Can you explain the Normalization concept? Why does it matter?
Ferdinand: When you Google search for “PS5”, the semantic analysis engine is intelligent enough to understand that this is the same as “Playstation5” or “Play Station 5” or “Playstation 5”, etc. Therefore, this creates a sense of “intuitiveness,” but it takes a lot of work to get there. Thus, our Named Entity Recognition is going through that work – a deeper quality assurance level with what we call “normalization.”
Through NLP, we can detect the same entity written in multiple forms on social media and life in general. For example, you can write the new Sony Playstation 5 as Playstation 5 as PS5, Sony PS5, PS 5.
But it is all considered as only one entity. In other words, this is not about building a static library but a neural approach to detecting relationships & synonyms – when Playstation 6 comes out, we’ll require no human intervention.
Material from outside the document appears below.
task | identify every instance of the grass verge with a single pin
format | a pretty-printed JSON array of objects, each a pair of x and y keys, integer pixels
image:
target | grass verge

Where can Users find these features?
Sinan: You’ll find them in our Data & Reports sections. Beyond just word clouds, our Semantic AI capabilities are baked in throughout the experience, enhancing the uniqueness and specificity of insights. For example, you can filter, build reports, and take advantage of pre-built visualizations and widgets.
In Data, spot new insights with the Entities & Semantic scorecards. You can slice the top results by applying any filter, hide irrelevant results, and view trend lines. Use the semantic explorer to highlight connections between repeated and emerging entities and the related grammatical elements.
In Reports, either leverage pre-built templates or drill-down your data-points with the new Semantic dimensions and make any data-visualization that you see fit for your study.
What was technically challenging about building this capability, and how did you solve those challenges?
Ferdinand: We faced two core technical challenges – (1) the semantic analysis model must be multilingual and (2) it has to understand context deeply and disambiguate synonyms, like Apple, the company, and Apple the fruit.
Thus, that’s why we decided to build a neural network based on Google BERT. BERT is a large neural network model developed by Google and pre-trained with multilingual data from more than 100 languages. BERT can “process words in relation to all the other words in a sentence… therefore considers the full context of a word by looking at the words that come before and after it”. Exactly what we needed. Out of the box, BERT is pre-trained on professional, neutral, and semi-formal language (like Wikipedia) – not what you see on Reddit or Twitter.
As you can see with the above examples, Wikipedia text and social-media mentions differ drastically in syntax and conversation style. So, we started with BERT as a foundation and built on top of it a neural network trained on our extremely-heterogeneous social corpus specifically to detect part-of-speech and named entities across social mentions.
To train this model and obtain the best results, we used public datasets made of various types of texts and in-house annotated datasets made of our social data.